One of the biggest potential challenges with any old home is termites. Despite best efforts to check a house before rehab begins, termite damage often goes undetected until a wall is opened or a pipe replaced, according to Jordan.
The rehab contractor began her close-to-home project in early October with a completion goal of approximately six months, barring unforeseen issues.
“That timeline reflects the challenges of working through the winter,” she says. “We expected some bad weather, but to be honest, this winter has been extremely difficult. The tremendous rain we’ve had through December has left us a bit behind. We’re working hard to catch up. As with any construction project, time is vital. Delays cost money. We have to stay organized, stay ahead of the job with our employees and our contractors, and make certain we’re moving effectively.”
If that sounds like a business-like, no-nonsense approach, rest assured, it is. Sitting in the unfinished, unheated living room of the project house on a rainy December day, Jordan is clear about her main goals: doing quality work and turning a profit.
During the housing downturn 10 years ago, she turned her business focus to the available market. She worked with government municipalities in the West Georgia area to rehab several foreclosed properties. She continues to do that type of work, even as the real estate market has improved.

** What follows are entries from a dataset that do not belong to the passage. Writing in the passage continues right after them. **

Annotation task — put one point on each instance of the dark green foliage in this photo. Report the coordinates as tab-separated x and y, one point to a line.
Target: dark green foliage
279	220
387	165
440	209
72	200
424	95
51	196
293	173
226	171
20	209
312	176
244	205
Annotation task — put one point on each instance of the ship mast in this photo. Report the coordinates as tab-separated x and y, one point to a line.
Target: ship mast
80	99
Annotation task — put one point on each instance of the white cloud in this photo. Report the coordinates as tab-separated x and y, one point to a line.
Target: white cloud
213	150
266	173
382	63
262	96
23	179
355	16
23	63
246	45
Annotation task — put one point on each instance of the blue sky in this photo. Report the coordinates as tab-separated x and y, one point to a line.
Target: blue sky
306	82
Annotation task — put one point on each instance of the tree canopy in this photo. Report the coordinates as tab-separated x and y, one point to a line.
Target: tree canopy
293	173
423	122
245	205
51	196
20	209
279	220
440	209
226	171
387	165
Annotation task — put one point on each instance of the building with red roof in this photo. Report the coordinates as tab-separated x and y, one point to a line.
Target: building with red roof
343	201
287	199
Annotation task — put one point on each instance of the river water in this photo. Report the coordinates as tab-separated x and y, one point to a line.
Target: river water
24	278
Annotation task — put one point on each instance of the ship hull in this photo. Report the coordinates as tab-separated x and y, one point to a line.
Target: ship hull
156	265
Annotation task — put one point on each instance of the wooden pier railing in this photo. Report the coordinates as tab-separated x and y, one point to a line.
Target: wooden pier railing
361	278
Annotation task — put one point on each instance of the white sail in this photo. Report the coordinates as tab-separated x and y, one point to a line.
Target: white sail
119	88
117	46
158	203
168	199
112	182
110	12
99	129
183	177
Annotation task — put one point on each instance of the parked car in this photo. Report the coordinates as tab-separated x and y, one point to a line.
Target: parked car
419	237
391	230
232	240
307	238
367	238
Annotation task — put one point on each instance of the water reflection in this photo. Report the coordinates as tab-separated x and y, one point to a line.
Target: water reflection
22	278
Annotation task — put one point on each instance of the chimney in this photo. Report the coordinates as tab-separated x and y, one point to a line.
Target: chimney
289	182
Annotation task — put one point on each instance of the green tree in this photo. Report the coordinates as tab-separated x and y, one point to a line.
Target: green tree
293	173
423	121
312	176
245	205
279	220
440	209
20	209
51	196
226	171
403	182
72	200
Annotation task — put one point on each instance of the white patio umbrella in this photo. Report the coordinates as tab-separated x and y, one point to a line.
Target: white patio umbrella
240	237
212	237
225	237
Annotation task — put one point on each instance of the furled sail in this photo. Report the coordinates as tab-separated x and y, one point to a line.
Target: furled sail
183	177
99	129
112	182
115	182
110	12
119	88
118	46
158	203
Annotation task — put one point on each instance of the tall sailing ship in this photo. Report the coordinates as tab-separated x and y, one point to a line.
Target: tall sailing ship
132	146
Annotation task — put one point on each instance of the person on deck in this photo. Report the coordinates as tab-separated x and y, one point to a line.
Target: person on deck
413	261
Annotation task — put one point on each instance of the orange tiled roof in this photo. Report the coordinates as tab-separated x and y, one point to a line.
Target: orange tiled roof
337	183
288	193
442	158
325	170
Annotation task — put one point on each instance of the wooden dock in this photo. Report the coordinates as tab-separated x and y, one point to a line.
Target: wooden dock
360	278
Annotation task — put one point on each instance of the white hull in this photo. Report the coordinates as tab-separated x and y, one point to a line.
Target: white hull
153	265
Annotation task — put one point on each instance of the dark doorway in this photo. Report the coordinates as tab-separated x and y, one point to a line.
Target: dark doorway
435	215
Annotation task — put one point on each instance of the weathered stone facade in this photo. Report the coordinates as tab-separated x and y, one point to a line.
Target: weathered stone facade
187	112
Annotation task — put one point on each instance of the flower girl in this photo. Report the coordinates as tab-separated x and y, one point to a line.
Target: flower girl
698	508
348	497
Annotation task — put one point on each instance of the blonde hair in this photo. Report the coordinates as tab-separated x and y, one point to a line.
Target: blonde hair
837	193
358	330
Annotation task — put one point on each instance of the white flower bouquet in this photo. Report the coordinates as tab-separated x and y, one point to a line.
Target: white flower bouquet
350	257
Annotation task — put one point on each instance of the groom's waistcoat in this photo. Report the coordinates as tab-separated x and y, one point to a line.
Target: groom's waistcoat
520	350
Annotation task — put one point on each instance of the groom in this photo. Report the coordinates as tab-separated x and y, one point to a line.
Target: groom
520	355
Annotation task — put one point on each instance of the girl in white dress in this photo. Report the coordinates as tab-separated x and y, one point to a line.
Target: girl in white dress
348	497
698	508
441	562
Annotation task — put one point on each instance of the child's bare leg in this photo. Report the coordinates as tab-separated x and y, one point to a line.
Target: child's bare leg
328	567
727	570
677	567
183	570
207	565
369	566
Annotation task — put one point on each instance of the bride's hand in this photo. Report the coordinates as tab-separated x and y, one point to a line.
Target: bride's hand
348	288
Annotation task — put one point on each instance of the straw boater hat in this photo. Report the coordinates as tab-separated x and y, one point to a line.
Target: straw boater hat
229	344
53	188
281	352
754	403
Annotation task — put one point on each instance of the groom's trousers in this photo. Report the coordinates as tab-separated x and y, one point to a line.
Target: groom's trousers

“I started in this business working with my dad, and I learned some key lessons pretty quickly,” she says. “To succeed in this business for the long term, you have to be able to adapt to the market conditions that exist. We couldn’t change the downturn, but we could find a way to work through it.”
Jordan doesn’t see herself becoming one of the TV folks who make renovations and rehab look easy.
“I’m a contractor,” she says. “The TV folks are investors. They hire out the work, while we do the work. About three-fourths of our work is helping homeowners rebuild or renovate their own homes. Flipping a house is something that happens when there’s a good opportunity.”
For any would-be home flippers who dare try to match the success of the onscreen rehabs, Jordan offers some advice: “Know your market. This isn’t California, and while we’re doing well in and around Coweta now, the market can change quickly. You have to be careful.”
With the right knowledge and a willingness to try a different approach, it is possible to have success, she adds, using a successful project in her own Featherston Heights area as an example.
“During the downturn, a very large house had been vacant and on the market for several years,” says Jordan. “It had a fireplace in practically every room, and the problem was that the four brick chimneys were all leaning and needed to be rebuilt. As a result, no one wanted to buy the house.”
Jordan studied the house, met with an engineer and developed a plan.
“We removed the fireplaces and chimneys, reframed the roof, and solved the problem,” she recalls. “It worked, and that demonstrates another important point: Anything can be fixed.”